Wippermann habe auf eine Frage Kerners bestätigt, dass »Gleichschaltung« ein »nationalsozialistisch belasteter Begriff« sei. Im Verlauf der weiteren Diskussion sagte Herman schließlich, bezogen auf den »Gleichschaltungs«-Begriff und das »Dritte Reich«, den Satz: »Natürlich ist er da benutzt worden, aber es sind auch Autobahnen damals gebaut worden, und wir fahren heute drauf.« Über das seit je bei NS-Apologeten beliebte Autobahn-Argument empörten sich die anderen Diskussionsteilnehmer; Kerner forderte schließlich Frau Herman zum Verlassen der Talkrunde auf.

Es folgte ein gewaltiger Medienwirbel, überwiegend wie Wippermann einschätzt eher wohlwollend gegenüber Eva Herman. Und es gab eine Flut von Zuschriften an den Sender, an Zeitungen und Zeitschriften, an die Diskussionsbeteiligten und eine Fülle von Meinungsäußerungen in verschiedenen Internetforen. Diese Briefe, Mails und Blogs nennt Wolfgang Wippermann einen »Historikerstreit der schweigenden Mehrheit«. Bezug nehmend auf die vor zwanzig Jahren von Ernst Nolte ausgelöste geschichtsrevisionistische Debatte schreibt Wippermann: »Am aktuellen Historikerstreit beteiligten sich aber keineswegs nur einige Historiker, Journalisten und sonstige Meinungsmacher, sondern Massen, die vermeintlich die ›Mehrheit des Volkes‹ vertraten: Sie taten das in einem neuen und bisher nicht gekannten Ausmaß.«

Die von Wippermann ausgewerteten Schreiben, die fließenden Übergänge von konservativen Wertungen zu faschistischen Statements, vor allem der ausgeprägte Antisemitismus in vielen dieser Beiträge sind ein deutliches Warnsignal. Und es ist das Verdienst des Autors, dass er uns damit konfrontiert und die Aussagen historisch und politisch einordnet.
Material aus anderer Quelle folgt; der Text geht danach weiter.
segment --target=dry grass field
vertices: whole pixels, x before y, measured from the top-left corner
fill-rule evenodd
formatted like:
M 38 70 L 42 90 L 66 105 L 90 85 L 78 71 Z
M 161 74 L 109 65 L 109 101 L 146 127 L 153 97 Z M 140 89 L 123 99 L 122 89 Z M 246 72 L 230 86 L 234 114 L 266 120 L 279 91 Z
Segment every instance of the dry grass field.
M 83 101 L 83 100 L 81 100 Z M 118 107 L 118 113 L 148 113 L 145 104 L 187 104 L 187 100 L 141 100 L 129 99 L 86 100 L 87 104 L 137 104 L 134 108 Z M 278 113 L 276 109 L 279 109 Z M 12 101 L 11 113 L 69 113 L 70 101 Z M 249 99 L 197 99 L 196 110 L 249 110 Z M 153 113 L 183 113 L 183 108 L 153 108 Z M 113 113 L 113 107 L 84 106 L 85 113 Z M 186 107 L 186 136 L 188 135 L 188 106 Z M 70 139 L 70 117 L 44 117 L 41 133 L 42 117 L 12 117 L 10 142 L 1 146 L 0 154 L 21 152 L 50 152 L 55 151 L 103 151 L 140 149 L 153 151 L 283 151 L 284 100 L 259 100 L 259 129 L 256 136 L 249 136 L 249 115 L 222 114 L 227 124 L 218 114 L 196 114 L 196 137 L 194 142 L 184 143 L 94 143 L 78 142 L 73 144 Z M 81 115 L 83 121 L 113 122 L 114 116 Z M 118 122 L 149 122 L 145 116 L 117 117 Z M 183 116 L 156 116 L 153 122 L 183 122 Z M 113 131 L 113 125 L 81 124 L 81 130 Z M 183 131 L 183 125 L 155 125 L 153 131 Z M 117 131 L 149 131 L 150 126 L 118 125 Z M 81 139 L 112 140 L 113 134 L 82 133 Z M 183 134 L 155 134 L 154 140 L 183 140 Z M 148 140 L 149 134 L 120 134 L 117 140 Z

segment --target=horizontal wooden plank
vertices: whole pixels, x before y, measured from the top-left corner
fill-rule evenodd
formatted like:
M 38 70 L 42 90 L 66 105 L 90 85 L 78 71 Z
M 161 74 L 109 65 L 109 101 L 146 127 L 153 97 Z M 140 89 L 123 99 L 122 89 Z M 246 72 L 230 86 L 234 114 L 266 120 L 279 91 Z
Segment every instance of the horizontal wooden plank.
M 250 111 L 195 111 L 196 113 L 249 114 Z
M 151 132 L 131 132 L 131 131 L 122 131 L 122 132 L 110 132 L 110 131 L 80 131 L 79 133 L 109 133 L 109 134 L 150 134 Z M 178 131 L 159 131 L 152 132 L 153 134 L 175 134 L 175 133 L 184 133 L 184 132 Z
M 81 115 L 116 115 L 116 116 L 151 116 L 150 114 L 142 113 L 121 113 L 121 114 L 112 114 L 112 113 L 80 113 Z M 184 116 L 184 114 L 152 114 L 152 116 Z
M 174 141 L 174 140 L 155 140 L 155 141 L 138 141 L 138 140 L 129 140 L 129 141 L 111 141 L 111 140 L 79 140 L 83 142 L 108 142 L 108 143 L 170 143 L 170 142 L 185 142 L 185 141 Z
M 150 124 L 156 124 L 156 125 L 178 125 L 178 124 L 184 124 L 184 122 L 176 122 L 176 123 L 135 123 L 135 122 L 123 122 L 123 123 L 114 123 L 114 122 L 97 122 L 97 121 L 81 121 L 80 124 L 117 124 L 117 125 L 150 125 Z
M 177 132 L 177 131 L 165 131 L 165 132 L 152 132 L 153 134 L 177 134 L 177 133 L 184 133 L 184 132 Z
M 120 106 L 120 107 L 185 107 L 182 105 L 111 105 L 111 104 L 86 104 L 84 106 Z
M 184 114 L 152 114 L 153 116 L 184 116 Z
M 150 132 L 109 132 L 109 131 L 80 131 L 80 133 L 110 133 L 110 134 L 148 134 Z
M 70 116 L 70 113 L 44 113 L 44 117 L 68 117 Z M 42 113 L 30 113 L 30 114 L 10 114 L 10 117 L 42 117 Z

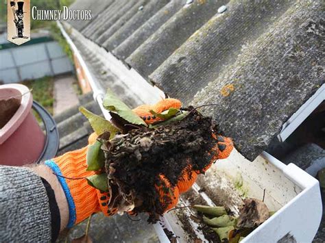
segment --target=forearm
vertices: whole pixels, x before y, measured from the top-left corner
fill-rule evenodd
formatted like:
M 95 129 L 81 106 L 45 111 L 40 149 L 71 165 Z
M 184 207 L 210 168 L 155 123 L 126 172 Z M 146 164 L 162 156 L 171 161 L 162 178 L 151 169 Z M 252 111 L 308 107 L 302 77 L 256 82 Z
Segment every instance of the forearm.
M 47 192 L 29 168 L 0 166 L 0 242 L 49 242 Z
M 31 169 L 38 176 L 44 178 L 54 191 L 56 203 L 60 210 L 60 231 L 67 227 L 69 220 L 69 207 L 64 192 L 56 175 L 53 174 L 50 168 L 45 165 L 38 165 Z M 51 202 L 53 203 L 53 202 Z

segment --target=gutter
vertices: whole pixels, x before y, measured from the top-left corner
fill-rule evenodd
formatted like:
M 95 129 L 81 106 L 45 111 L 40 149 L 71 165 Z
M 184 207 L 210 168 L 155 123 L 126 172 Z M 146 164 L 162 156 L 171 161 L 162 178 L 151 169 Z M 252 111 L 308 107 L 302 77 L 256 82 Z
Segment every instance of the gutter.
M 105 118 L 110 120 L 111 117 L 108 112 L 102 105 L 104 96 L 102 89 L 96 83 L 95 78 L 92 75 L 80 51 L 64 29 L 62 25 L 60 22 L 57 22 L 57 23 L 85 71 L 85 75 L 87 76 L 93 90 L 94 99 L 100 106 Z M 108 60 L 106 60 L 110 62 L 110 67 L 114 68 L 115 72 L 136 83 L 138 87 L 136 87 L 136 88 L 139 88 L 139 85 L 141 85 L 141 88 L 146 88 L 145 91 L 144 90 L 141 93 L 141 96 L 148 95 L 148 97 L 151 97 L 152 102 L 155 102 L 155 99 L 159 97 L 160 93 L 158 91 L 155 91 L 153 88 L 148 88 L 147 86 L 142 86 L 142 84 L 139 84 L 137 83 L 138 81 L 143 82 L 145 80 L 140 78 L 137 79 L 139 75 L 136 73 L 134 70 L 128 70 L 125 67 L 123 67 L 121 66 L 123 64 L 114 57 L 111 53 L 108 53 Z M 117 71 L 116 68 L 118 70 Z M 125 80 L 124 79 L 123 81 Z M 124 84 L 128 84 L 125 83 Z M 149 84 L 147 84 L 147 86 L 149 86 Z M 128 88 L 130 87 L 130 86 L 128 86 Z M 283 131 L 287 129 L 286 132 L 287 133 L 282 133 L 283 136 L 280 137 L 282 138 L 282 139 L 285 140 L 289 136 L 290 131 L 292 130 L 291 131 L 292 132 L 300 125 L 298 122 L 301 123 L 311 113 L 313 110 L 312 107 L 322 102 L 320 101 L 322 97 L 322 101 L 324 100 L 324 90 L 325 85 L 322 86 L 316 92 L 317 99 L 311 101 L 309 100 L 303 105 L 304 107 L 302 107 L 303 109 L 301 110 L 300 109 L 296 112 L 297 114 L 294 114 L 296 116 L 293 116 L 288 120 L 287 123 L 292 119 L 292 124 L 290 125 L 290 123 L 289 123 L 287 127 L 284 127 L 282 132 L 284 133 Z M 315 98 L 315 94 L 313 97 Z M 144 99 L 145 100 L 145 99 Z M 303 119 L 302 114 L 305 116 Z M 293 123 L 296 118 L 298 118 L 298 120 L 296 120 L 296 121 Z M 287 138 L 284 134 L 287 134 Z M 277 242 L 287 232 L 291 232 L 298 242 L 311 242 L 317 232 L 322 216 L 322 200 L 318 181 L 296 165 L 290 164 L 286 166 L 266 152 L 262 153 L 261 156 L 258 157 L 254 162 L 253 163 L 249 162 L 239 152 L 234 150 L 227 159 L 219 162 L 217 168 L 217 166 L 212 166 L 211 173 L 206 179 L 209 186 L 213 187 L 214 173 L 219 175 L 220 177 L 230 182 L 232 181 L 231 178 L 235 178 L 234 175 L 240 174 L 241 177 L 243 177 L 242 178 L 243 178 L 244 186 L 250 188 L 249 196 L 254 198 L 261 197 L 263 190 L 265 191 L 265 188 L 269 188 L 265 198 L 265 203 L 273 207 L 276 207 L 276 205 L 278 205 L 278 208 L 276 209 L 278 209 L 278 211 L 253 231 L 242 242 Z M 263 180 L 261 177 L 263 178 Z M 193 185 L 192 189 L 195 195 L 199 196 L 207 205 L 214 205 L 208 193 L 206 194 L 206 192 L 202 192 L 197 183 Z M 215 189 L 217 189 L 217 186 L 213 188 L 213 190 Z M 296 190 L 298 190 L 298 192 L 296 192 Z M 288 194 L 289 196 L 286 196 Z M 279 199 L 282 200 L 282 203 L 278 202 Z M 186 199 L 187 200 L 187 199 Z M 180 205 L 188 205 L 187 202 L 183 199 L 180 199 L 179 203 Z M 311 205 L 313 207 L 310 207 Z M 232 212 L 234 212 L 238 211 L 234 208 L 231 209 Z M 182 214 L 183 215 L 191 215 L 191 209 L 184 208 Z M 191 229 L 195 231 L 195 235 L 204 241 L 204 235 L 197 227 L 197 222 L 190 218 L 188 218 L 188 221 Z M 156 233 L 161 242 L 167 243 L 170 242 L 164 231 L 165 229 L 171 231 L 175 235 L 180 235 L 181 238 L 176 239 L 177 242 L 186 241 L 185 239 L 188 231 L 181 227 L 180 222 L 175 211 L 173 211 L 165 214 L 160 218 L 160 223 L 157 222 L 154 225 Z M 306 227 L 304 225 L 306 222 L 309 222 L 308 231 L 306 230 Z M 293 225 L 293 222 L 296 222 L 296 225 Z M 185 236 L 185 238 L 182 238 L 183 236 Z
M 322 102 L 325 100 L 325 84 L 283 124 L 278 135 L 280 142 L 284 142 L 300 125 Z
M 73 51 L 73 53 L 75 55 L 76 57 L 77 58 L 80 66 L 82 67 L 82 69 L 85 72 L 85 75 L 86 75 L 88 80 L 89 81 L 89 84 L 93 90 L 93 97 L 94 100 L 96 101 L 99 105 L 101 112 L 103 113 L 104 116 L 106 120 L 110 120 L 111 116 L 110 113 L 107 110 L 106 110 L 103 106 L 103 100 L 105 96 L 105 93 L 103 92 L 103 90 L 98 86 L 98 84 L 95 81 L 93 76 L 91 74 L 91 72 L 89 71 L 86 62 L 84 62 L 82 56 L 80 54 L 80 52 L 77 49 L 77 47 L 75 46 L 75 43 L 72 41 L 70 36 L 67 34 L 64 28 L 63 27 L 62 23 L 59 21 L 56 21 L 56 24 L 58 27 L 60 28 L 61 33 L 62 34 L 64 38 L 67 40 L 70 48 Z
Dennoch mag ich mich seiner Wertung, wir hätten es hier mit der »schweigenden Mehrheit« zu tun, nicht anschließen. Zu sehr erinnern mich die meisten dieser Texte an frühere Leserbriefkampagnen von ganz Rechts, die schon immer hervorragend funktionierten. Das macht die menschenverachtenden Stammtisch-Sätze nicht ungefährlicher, lässt aber nach wie vor demokratische Gegenwehr nicht hoffnungslos erscheinen.